Title: Extracting Randomness Using Few Independent Sources

Speaker: Boaz Barak, IAS Princeton

Date: November 22, 2004 3:30-4:30pm

Location: DIMACS Center, CoRE Bldg, Room 431, Rutgers University, Busch Campus, Piscataway, NJ


We consider the problem of extracting truly random bits from several independent weak random sources. Previous constructions either required a large number of sources (polynomial in the input length), or required the entropy of each source to be large. Specifically, the best previous explicit construction using a constant number of n-bit sources required that at least one of the sources contains more than n/2 bits of (min-)entropy. In contrast, the optimal, non-explicit construction only requires the min-entropy to be more than log n.

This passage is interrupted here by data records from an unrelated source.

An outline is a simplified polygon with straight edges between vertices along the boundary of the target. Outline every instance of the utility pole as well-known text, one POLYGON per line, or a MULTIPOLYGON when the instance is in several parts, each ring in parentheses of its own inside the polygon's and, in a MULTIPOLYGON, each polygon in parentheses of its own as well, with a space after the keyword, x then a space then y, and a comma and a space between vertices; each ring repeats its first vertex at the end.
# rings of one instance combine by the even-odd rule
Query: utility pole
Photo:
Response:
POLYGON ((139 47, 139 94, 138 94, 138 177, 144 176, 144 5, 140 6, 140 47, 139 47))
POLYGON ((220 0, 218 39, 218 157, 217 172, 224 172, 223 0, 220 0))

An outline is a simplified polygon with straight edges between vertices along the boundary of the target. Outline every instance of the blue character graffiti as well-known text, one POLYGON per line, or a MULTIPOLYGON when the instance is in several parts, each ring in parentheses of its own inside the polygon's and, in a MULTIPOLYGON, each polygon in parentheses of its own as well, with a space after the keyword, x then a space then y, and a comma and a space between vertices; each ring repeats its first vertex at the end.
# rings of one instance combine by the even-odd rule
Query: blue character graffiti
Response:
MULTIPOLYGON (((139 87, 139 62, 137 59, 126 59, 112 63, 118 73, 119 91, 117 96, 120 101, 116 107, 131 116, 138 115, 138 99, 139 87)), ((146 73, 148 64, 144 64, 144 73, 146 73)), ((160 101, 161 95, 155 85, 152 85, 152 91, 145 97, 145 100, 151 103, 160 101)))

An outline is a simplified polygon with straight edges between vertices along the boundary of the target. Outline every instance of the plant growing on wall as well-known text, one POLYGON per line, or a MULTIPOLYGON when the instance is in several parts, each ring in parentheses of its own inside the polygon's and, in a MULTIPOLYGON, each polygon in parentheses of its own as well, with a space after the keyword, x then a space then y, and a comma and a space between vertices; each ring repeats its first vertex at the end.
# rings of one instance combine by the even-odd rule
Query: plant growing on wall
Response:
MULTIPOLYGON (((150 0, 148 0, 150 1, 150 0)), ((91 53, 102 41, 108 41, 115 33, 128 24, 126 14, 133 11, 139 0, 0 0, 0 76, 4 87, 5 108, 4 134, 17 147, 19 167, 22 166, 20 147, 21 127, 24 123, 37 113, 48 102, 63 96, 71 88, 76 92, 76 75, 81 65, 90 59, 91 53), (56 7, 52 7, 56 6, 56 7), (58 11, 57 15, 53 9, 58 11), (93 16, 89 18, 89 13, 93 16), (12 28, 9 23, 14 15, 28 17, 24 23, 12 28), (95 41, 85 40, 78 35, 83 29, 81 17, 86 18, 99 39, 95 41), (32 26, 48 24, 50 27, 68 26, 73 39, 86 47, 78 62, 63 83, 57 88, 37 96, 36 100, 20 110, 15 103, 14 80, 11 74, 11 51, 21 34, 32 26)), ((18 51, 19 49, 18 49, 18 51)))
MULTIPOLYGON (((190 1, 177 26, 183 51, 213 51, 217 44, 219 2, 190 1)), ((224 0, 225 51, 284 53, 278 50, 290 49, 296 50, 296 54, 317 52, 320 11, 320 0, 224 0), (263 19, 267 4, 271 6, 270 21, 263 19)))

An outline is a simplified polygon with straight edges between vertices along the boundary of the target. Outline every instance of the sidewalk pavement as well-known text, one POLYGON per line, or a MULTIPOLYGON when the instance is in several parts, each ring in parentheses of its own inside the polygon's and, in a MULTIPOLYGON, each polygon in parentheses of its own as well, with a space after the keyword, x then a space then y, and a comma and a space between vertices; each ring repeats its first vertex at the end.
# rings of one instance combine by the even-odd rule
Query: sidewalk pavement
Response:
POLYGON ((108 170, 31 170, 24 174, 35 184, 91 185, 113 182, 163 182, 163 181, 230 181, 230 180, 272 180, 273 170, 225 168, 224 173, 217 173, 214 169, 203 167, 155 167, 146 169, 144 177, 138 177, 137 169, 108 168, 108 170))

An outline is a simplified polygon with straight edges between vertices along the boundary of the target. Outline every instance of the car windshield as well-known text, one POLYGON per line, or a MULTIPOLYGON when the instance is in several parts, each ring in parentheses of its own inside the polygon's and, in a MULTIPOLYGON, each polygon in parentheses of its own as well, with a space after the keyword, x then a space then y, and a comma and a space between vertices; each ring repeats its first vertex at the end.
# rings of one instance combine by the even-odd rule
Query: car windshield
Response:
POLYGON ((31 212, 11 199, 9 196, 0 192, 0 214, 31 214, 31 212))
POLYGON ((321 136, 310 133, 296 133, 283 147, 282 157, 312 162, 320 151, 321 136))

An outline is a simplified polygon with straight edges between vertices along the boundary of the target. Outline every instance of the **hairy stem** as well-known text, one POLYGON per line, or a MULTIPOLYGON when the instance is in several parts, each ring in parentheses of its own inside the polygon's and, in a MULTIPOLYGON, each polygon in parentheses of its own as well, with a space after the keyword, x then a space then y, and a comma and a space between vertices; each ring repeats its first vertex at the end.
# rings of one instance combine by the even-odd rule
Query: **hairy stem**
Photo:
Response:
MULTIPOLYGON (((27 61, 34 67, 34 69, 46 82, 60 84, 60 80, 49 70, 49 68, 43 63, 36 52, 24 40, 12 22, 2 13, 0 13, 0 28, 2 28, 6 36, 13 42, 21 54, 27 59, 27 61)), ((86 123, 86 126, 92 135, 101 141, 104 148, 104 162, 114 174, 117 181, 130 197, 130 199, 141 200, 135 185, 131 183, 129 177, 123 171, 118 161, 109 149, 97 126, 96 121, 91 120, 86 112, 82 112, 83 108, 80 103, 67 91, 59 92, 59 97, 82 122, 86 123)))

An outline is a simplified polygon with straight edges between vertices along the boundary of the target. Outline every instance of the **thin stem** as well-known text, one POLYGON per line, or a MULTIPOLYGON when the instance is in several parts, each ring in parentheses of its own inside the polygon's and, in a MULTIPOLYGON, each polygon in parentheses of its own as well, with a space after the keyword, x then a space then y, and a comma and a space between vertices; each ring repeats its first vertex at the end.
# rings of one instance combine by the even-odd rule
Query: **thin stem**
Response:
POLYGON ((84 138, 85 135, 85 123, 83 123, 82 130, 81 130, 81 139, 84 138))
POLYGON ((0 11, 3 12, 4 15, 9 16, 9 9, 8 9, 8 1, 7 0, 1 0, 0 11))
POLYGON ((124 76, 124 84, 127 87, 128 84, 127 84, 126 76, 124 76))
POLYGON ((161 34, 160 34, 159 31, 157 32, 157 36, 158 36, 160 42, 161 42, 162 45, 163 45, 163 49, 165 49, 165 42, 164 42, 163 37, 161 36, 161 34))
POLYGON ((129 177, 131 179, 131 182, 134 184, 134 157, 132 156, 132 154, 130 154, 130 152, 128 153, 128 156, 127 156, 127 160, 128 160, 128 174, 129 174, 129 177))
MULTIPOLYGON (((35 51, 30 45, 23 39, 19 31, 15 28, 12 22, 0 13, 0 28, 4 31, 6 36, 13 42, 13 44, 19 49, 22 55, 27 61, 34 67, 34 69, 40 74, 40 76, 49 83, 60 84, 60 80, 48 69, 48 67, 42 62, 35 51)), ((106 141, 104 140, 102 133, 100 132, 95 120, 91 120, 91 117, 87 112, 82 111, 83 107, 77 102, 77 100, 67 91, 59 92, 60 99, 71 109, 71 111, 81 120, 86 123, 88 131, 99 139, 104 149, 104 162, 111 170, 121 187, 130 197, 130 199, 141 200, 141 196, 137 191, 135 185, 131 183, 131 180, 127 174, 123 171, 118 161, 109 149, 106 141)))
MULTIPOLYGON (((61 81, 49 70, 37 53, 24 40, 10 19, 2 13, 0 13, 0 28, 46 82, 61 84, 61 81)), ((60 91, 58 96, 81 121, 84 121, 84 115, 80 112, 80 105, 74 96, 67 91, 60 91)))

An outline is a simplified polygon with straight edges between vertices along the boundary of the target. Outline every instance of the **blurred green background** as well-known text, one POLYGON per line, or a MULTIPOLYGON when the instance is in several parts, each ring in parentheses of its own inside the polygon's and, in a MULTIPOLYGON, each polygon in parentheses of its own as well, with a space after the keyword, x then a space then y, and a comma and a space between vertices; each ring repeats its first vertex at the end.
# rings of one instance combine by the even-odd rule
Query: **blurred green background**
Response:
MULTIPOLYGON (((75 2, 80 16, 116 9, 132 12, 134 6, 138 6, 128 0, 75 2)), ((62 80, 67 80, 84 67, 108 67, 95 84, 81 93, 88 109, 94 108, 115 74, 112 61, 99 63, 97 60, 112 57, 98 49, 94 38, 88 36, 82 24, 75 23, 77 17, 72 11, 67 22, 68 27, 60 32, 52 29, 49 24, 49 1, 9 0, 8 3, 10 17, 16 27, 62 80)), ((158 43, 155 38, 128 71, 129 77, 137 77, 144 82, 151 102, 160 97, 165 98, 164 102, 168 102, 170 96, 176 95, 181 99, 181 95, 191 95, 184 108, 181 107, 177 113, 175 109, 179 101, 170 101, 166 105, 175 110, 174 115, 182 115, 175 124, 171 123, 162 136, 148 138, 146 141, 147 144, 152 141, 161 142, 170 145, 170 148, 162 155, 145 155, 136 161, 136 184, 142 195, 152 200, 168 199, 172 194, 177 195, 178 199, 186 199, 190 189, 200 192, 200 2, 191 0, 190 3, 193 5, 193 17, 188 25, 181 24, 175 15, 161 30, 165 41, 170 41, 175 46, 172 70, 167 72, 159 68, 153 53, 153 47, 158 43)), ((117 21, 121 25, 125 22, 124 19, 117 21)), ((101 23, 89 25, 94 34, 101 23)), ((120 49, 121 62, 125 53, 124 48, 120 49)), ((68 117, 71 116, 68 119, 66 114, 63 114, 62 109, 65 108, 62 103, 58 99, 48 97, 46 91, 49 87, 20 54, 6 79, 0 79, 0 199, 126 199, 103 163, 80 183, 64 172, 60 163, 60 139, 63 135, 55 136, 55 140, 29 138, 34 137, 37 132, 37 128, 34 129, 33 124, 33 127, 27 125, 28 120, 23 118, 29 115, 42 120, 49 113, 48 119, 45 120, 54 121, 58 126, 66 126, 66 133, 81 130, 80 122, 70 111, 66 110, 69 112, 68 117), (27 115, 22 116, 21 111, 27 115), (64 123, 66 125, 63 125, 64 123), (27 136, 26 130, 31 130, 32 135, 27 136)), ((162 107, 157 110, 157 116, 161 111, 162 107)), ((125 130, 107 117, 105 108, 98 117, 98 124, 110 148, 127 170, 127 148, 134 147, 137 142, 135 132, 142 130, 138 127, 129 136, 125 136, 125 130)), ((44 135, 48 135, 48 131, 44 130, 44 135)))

In this work we give the first deterministic extractor from a constant number of weak sources whose entropy rate is less than 1/2. Specifically, for every r>0 we give an explicit construction for extracting randomness from a constant (depending polynomially on 1/r) number of distributions over n-bit strings, each having min-entropy r*n. Our extractor outputs n bits, which are 2^{-n} close to the uniform distribution.

Our construction uses several results from additive number theory, and in particular a recent one by Bourgain, Katz and Tao and of Konyagin.

Joint work with Russell Impagliazo (UCSD) and Wvi Wigderson (IAS).